Greta Gerwig co-wrote with Noah Baumbach (director) and stars in this zany “Holly Golightly”, flippantly glib, inherently intelligent tale of thirty-year-old “Brook”, mistress of countless capabilities but a master of none; Gerwig is sensational in the role; Brook is a flame, dynamic, compelling, an addictive force that cements the devotion of her potential “stepsister” “Tracy”, (Lola Kirke, devastatingly divine), college freshman, a writer, floundering in the gestation period; Tracy seeks out Brook; instantly smitten, a sycophant who drinks Brook’s kool-aid, she’s the disciple, devotee Brook craves.
Brook ceaselessly prattles, elaborating on her schemes, dreams, knowing the unlikeness of their actuality; Tracy’s fascination narrates the scenario and coins Brook as “Mistress America”; a chapter in two women’s lives destined to alter their paths; paths that pander the streets and nightlife of New York City; peruse the transitional site of “Mom’s Restaurant” a scatter-brained concept of combining a hair salon, art gallery with homey, maternal recipes.

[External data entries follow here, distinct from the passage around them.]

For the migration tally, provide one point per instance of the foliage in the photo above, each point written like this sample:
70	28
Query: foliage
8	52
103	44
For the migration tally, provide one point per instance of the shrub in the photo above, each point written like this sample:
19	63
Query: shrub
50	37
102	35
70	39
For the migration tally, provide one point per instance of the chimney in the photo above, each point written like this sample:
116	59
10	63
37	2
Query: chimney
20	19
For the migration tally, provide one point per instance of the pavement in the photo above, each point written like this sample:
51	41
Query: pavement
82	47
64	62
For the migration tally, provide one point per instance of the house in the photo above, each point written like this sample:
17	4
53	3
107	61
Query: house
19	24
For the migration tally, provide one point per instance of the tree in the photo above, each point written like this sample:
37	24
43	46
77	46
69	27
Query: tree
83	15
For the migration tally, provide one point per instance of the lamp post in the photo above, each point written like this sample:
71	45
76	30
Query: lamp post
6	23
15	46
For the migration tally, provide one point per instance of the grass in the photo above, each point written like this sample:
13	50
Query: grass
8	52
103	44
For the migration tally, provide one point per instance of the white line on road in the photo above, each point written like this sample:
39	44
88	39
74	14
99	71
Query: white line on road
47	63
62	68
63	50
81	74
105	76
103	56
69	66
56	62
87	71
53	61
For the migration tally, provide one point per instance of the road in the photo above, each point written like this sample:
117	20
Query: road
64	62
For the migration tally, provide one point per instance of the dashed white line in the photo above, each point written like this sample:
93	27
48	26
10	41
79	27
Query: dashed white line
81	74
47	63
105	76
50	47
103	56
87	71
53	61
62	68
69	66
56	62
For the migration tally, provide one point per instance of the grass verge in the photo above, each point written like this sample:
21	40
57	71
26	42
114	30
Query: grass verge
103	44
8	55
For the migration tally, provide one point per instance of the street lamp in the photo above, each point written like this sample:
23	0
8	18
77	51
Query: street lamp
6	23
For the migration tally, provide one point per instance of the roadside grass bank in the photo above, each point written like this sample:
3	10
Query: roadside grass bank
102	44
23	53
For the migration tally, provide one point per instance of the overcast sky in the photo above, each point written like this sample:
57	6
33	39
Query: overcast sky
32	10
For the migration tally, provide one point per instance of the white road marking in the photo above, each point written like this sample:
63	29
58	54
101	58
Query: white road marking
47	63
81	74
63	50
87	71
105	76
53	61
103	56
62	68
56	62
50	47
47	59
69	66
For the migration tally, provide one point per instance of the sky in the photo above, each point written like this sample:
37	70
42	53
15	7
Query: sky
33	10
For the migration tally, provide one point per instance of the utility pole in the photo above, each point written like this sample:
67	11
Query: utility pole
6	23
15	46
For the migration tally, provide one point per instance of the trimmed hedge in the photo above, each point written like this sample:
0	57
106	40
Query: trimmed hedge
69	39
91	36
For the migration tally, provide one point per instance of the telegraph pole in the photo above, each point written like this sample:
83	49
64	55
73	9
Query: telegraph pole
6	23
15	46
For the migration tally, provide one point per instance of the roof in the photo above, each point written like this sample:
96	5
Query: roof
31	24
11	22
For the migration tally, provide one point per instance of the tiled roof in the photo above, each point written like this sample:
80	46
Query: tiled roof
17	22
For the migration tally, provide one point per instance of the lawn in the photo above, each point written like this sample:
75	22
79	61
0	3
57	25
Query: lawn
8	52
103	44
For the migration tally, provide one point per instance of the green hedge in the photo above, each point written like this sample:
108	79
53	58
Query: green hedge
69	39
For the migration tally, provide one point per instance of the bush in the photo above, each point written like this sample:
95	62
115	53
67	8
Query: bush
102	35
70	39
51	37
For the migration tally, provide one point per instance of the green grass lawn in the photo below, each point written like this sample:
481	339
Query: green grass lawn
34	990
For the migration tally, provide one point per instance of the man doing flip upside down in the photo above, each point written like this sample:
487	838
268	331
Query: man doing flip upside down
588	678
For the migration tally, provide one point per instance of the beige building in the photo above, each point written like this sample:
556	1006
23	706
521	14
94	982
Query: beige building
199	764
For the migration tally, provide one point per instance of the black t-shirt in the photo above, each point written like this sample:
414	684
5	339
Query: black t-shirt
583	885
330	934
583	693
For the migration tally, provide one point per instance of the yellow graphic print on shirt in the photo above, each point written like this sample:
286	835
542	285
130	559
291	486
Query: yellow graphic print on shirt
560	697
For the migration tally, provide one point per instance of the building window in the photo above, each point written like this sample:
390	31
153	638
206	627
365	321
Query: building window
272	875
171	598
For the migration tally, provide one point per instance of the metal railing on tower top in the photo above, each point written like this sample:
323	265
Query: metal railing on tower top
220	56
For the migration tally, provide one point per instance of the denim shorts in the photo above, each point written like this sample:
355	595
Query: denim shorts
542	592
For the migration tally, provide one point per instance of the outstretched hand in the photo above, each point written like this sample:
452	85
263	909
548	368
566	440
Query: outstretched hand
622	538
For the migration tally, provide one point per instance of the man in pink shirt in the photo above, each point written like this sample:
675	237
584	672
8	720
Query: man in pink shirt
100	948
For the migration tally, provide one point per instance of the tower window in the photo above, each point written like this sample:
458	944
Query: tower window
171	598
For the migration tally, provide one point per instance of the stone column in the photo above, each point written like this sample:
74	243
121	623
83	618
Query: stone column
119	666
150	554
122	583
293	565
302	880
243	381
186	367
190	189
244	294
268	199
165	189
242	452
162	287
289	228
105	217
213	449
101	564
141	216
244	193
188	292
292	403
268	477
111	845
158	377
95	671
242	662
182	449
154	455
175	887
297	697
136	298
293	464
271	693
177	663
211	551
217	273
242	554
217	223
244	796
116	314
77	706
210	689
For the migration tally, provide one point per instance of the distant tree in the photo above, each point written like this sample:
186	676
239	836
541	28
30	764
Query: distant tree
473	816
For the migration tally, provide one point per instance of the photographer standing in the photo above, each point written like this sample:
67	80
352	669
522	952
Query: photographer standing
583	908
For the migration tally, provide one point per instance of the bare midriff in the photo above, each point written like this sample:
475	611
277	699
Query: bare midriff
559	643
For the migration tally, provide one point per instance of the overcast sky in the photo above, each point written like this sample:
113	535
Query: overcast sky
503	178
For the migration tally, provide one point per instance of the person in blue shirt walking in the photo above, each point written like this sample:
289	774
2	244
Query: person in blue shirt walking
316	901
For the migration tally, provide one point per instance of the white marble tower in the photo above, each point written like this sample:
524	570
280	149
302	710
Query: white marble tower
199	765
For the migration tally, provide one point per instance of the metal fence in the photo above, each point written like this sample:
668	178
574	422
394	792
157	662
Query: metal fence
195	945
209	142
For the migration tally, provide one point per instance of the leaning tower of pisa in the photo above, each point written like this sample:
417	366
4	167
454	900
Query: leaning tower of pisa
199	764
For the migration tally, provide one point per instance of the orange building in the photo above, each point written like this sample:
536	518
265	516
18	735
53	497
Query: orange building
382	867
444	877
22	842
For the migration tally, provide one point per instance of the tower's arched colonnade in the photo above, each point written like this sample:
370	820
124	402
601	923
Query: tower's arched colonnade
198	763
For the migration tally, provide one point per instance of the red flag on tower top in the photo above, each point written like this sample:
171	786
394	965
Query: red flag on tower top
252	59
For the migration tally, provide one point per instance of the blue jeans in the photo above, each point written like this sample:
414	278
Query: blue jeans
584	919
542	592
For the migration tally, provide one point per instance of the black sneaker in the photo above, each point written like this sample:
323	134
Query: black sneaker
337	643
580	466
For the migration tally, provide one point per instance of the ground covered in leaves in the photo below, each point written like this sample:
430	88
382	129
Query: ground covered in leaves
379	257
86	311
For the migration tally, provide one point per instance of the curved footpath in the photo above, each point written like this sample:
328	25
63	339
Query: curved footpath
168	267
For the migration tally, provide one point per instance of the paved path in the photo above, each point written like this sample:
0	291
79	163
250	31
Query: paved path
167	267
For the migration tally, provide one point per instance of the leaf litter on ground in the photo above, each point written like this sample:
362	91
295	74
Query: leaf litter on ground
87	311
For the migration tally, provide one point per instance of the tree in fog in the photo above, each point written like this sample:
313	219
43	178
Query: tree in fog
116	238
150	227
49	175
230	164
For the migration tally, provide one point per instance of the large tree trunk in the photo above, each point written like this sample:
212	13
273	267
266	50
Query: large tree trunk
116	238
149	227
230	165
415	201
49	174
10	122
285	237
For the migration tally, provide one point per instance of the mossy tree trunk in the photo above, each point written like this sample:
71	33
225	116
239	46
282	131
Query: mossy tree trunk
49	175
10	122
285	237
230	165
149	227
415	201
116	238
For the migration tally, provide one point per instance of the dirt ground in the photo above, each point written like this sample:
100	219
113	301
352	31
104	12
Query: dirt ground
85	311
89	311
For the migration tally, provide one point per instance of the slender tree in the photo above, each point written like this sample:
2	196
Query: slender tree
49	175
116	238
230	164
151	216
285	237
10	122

The quest for investors leads them to Greenwich, Conn. where Brook’s wealthy ex-boyfriend “Dylan” (Michael Chernus) and his wife “Mamie-Claire” (Heather Lind) live in suburbia splendor (versus Brook’s hovel in Times Square); incisive dialogue unveils the foibles, vindictiveness of the characters; meanness, cruelty ooze from sundry sources, brilliantly flaying Tracy’s idolatry and Brook’s fragile illusions.
We’ve all, at one time in our lives, met “Brook” or “Burt”; mesmerizing, charming, touching the “hem” or “cuff” of their garment is enough to send electric vibes from “sole to crown”; ultimately, like supernovas, their energy evaporates along with their aura.
Greta Gerwig understands the “Brooks” of the world and gifts viewers her insightful, prescient perceptions.